Another suggested origin goes back to the 17th and 18th centuries and
the jewellery manufacturing industry. Some items of decoration were a
bit like cameo brooches, only made from horn and inset in to silver
frames. The horn was usually decorated with a figure, often a head, and
this was impressed in the brown horn by heating the horn to a specific
temperature and shaping over a mould. Too high a temperature would
result in the horn ending up, not its original and desired brown, but
green. Such an outcome was regularly produced by the apprentices -
hence they came to be called greenhorns.
Gubbins: A load of gubbins is a saying used to describe poor quality
goods or thoughts; the dregs. The Gubbins were the wild and savage
inhabitants of an area near Brentor in Devon in the 17th century. They,
in turn, were so called after the name for the near worthless shavings
after fish had been scaled. Why the shavings were called gubbins is
another matter.
Gum: He's up a gum tree implies that someone is at a loss, in a bit of
difficulty or to be virtually stuck on some project or other. The
origin here is not clear but it is suggested that the saying may be an
allusion to the gum tree being a refuge for the opossum, an animal
which feigns death by lying still and is therefore apparently stuck up
the tree.
Gun: Son of a gun
is now an expression of light hearted familiarity but it was not always
so. In the past it was one of contempt and derision derived from the
fact that it described a special type of child, often illegitimate. In
the old days civilian women were allowed to live on naval ships; many
became pregnant and had their child on board, usually near the midship
gun behind a canvas screen. If the father was unknown, then the child
was recorded in the ship's log as A son of a Gun.
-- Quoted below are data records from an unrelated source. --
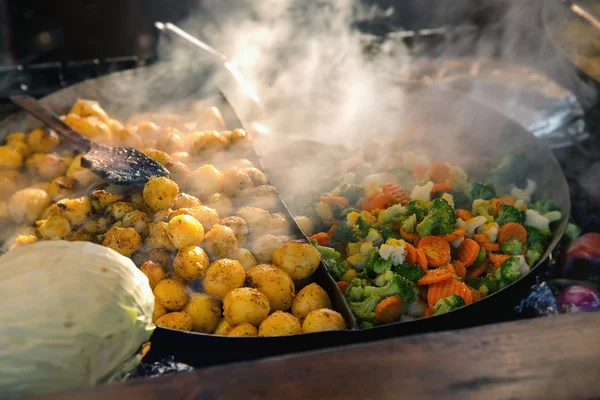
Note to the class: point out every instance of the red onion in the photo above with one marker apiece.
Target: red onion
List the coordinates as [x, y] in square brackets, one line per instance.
[578, 298]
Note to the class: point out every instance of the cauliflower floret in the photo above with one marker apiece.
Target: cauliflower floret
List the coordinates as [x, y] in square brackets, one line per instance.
[491, 230]
[422, 192]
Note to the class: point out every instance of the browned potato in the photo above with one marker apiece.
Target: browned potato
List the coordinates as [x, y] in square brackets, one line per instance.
[280, 323]
[274, 283]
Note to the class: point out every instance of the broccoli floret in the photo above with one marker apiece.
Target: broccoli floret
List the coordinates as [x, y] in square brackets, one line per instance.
[508, 213]
[395, 285]
[512, 247]
[440, 219]
[481, 190]
[544, 206]
[411, 272]
[448, 304]
[365, 310]
[352, 192]
[509, 270]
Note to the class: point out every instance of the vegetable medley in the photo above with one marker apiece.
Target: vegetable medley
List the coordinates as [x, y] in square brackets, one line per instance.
[217, 254]
[400, 255]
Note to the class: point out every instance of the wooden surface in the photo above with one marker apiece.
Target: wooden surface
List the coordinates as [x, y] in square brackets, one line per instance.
[545, 358]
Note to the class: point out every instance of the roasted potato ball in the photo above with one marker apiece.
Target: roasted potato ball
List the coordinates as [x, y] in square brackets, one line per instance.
[245, 257]
[297, 258]
[26, 205]
[245, 306]
[280, 323]
[323, 319]
[205, 312]
[309, 298]
[274, 283]
[222, 276]
[176, 320]
[235, 181]
[184, 231]
[243, 330]
[191, 262]
[159, 193]
[206, 180]
[220, 241]
[154, 272]
[171, 293]
[54, 228]
[123, 240]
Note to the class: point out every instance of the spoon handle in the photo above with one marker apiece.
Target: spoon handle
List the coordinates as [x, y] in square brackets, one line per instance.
[51, 120]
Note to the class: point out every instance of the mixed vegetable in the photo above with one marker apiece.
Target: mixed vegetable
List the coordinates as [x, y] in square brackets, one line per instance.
[400, 255]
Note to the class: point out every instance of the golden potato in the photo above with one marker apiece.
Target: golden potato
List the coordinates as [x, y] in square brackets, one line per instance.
[309, 298]
[220, 241]
[159, 193]
[54, 228]
[297, 258]
[26, 205]
[280, 323]
[222, 276]
[184, 231]
[191, 262]
[274, 283]
[245, 306]
[171, 293]
[125, 241]
[323, 319]
[206, 180]
[243, 330]
[239, 228]
[176, 320]
[154, 272]
[205, 312]
[235, 181]
[245, 257]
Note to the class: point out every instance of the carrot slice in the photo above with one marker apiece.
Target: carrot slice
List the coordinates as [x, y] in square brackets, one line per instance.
[498, 259]
[512, 230]
[447, 288]
[468, 252]
[464, 214]
[454, 235]
[442, 187]
[388, 310]
[436, 249]
[435, 276]
[491, 246]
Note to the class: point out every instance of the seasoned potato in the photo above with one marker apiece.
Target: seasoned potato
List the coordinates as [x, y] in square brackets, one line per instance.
[191, 262]
[176, 320]
[123, 240]
[323, 319]
[171, 293]
[280, 323]
[297, 258]
[26, 205]
[206, 180]
[245, 306]
[205, 312]
[154, 272]
[311, 297]
[243, 330]
[184, 231]
[54, 228]
[245, 257]
[220, 241]
[274, 283]
[239, 228]
[222, 276]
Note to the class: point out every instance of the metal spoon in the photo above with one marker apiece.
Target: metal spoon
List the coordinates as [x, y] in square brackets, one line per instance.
[116, 165]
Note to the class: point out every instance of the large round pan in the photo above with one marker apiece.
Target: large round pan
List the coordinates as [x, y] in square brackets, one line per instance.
[454, 121]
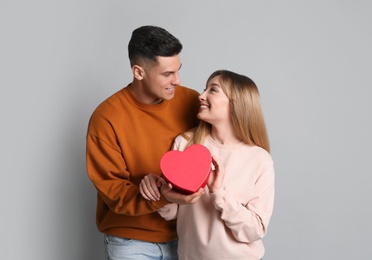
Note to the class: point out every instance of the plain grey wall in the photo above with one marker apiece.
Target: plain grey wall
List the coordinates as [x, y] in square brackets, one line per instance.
[310, 59]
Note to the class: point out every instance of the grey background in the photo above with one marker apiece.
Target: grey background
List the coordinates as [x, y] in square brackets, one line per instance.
[310, 59]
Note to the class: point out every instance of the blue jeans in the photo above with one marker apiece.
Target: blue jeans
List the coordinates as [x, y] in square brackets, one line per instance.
[117, 248]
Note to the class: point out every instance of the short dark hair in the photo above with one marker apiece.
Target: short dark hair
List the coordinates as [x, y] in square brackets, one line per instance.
[148, 42]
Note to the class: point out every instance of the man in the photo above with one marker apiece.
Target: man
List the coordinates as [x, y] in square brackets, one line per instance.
[127, 135]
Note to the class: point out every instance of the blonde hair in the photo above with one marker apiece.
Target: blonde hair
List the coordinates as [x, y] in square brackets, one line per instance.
[246, 113]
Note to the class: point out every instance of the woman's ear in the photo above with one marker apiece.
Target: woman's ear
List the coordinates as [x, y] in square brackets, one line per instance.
[138, 72]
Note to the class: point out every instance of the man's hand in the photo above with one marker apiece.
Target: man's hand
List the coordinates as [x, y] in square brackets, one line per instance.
[149, 186]
[179, 198]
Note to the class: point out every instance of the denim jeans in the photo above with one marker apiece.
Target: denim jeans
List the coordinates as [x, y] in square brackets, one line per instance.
[117, 248]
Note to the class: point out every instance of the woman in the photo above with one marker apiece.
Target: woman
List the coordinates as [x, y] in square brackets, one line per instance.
[231, 217]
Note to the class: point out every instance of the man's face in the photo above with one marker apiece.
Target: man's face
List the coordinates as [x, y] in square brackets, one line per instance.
[160, 79]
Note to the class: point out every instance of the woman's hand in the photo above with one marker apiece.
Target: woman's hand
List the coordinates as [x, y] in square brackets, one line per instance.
[216, 176]
[150, 186]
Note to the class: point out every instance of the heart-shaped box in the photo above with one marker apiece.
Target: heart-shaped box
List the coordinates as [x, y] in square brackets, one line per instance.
[187, 171]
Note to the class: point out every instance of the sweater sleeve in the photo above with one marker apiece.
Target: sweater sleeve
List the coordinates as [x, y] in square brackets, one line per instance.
[248, 222]
[106, 168]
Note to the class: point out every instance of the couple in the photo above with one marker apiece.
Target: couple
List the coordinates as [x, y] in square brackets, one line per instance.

The Oxford English Dictionary lists usages of the phrase as far back as
1708, but one of the best early examples comes from RN Admiral William
Henry Smyth's 'The Sailor's Work Book', dated 1865. Smyth gives this
definition: "An epithet conveying contempt in a slight degree, and
originally applied to boys born afloat, when women were permitted to
accompany their husbands to sea; one admiral declared he literally was
thus cradled, under the breast of a gun carriage."